Friday, 5 September 2014

Raffles Hotel & Stinking Herne Bay

I went for a cycle ride with MyMateJohn the other day. He needed to visit the town of Herne Bay on the north Kent coast in order to establish a route for a ride that he would be leading in a few weeks time. 

He got lost before he had left the town. 

He had the map and he still got lost. 

I was loathe to help him from my point of ignorance so I just photographed the Victorian stench pipes. 


Aren't they charming? The Victorians always seemed to over-engineer their constructions. Think of the solidity of their houses and compare them with the cardboard rabbit hutches that are built today.  And when they designed something to perform a simple function they just could not resist adding some whimsical decoration.

So what is the function of a stench pipe?
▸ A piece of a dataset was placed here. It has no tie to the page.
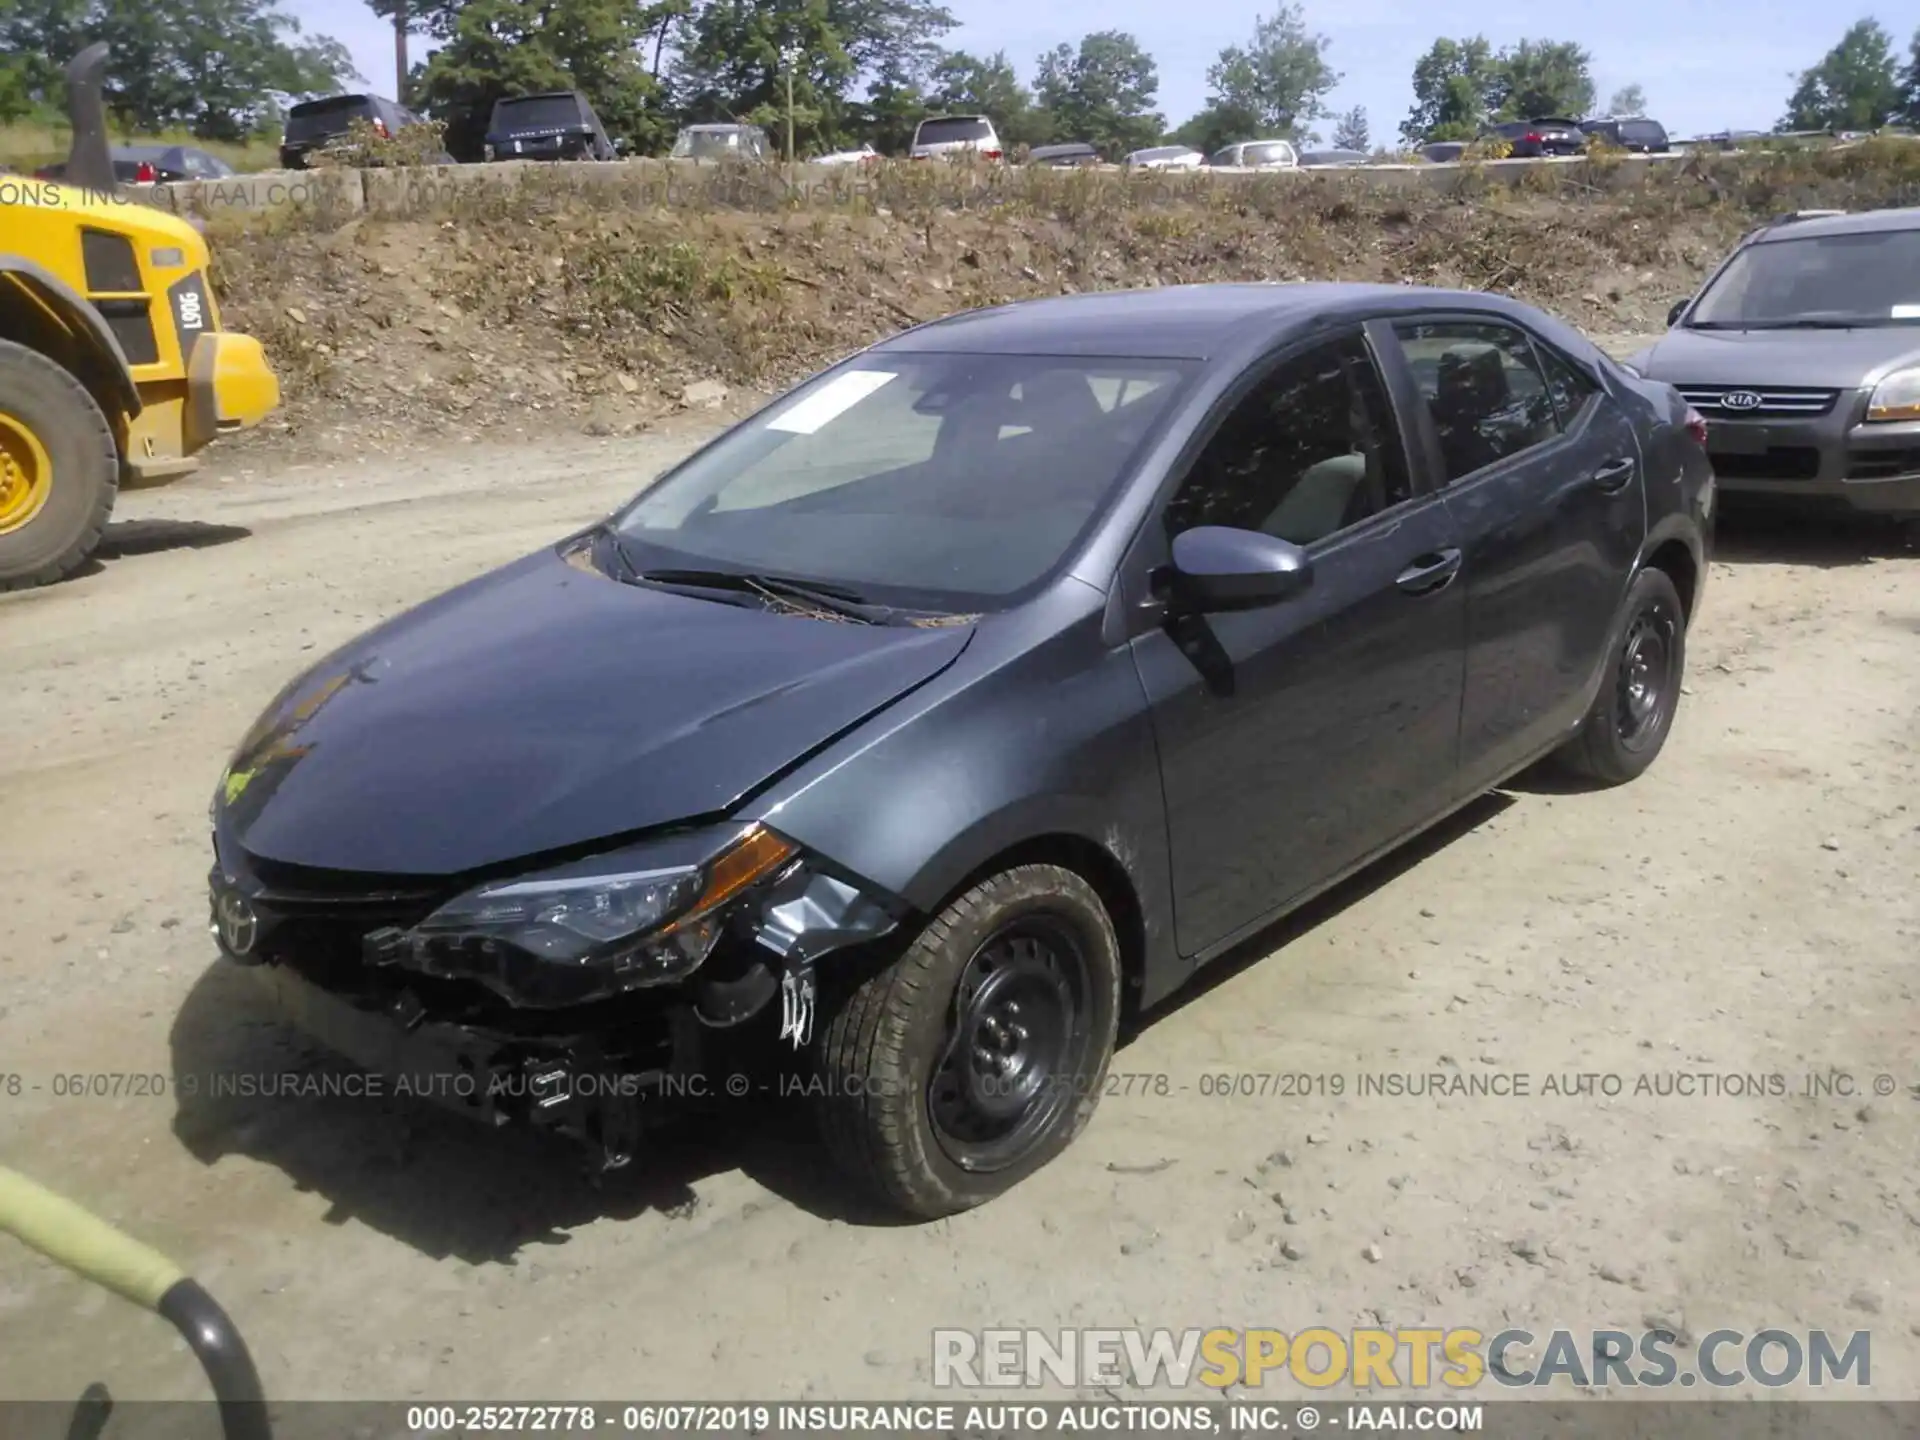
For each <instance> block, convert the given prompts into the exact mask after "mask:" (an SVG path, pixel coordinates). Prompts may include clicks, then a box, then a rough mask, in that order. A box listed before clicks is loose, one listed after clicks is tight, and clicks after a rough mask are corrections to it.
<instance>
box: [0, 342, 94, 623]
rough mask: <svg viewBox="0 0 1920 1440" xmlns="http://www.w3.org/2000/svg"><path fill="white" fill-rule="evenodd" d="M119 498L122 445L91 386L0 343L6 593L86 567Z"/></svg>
mask: <svg viewBox="0 0 1920 1440" xmlns="http://www.w3.org/2000/svg"><path fill="white" fill-rule="evenodd" d="M117 493H119V445H115V444H113V426H109V424H108V417H106V415H102V413H100V407H98V405H96V403H94V397H92V396H88V394H86V386H83V384H81V382H79V380H77V378H73V374H69V372H67V371H65V369H63V367H60V365H56V363H54V361H50V359H48V357H46V355H42V353H40V351H36V349H27V348H25V346H17V344H13V342H12V340H0V591H6V589H33V588H35V586H50V584H54V582H56V580H65V578H67V576H69V574H73V572H75V570H79V568H81V566H83V564H84V563H86V557H88V555H92V553H94V547H96V545H98V543H100V536H102V534H104V532H106V528H108V516H109V515H111V513H113V499H115V495H117Z"/></svg>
It is one big safety valve for the sewer beneath your feet. When the noxious gases build up they are automatically vented through these chimneys, high above your nostrils and the upper floors of the Victorian houses in the street.

Look around you. There will be one near you. It might not be so ornate but it will be there.

These splendid examples in Herne Bay were manufactured by Walter Macfarlane & Co of Glasgow in the late nineteenth century. Macfarlane's foundry was Scotland's largest supplier of ornamental ironwork, famous for its fountains and bandstands. The stench pipes in their catalogue were rather tweely called, 'ventilation pipes'.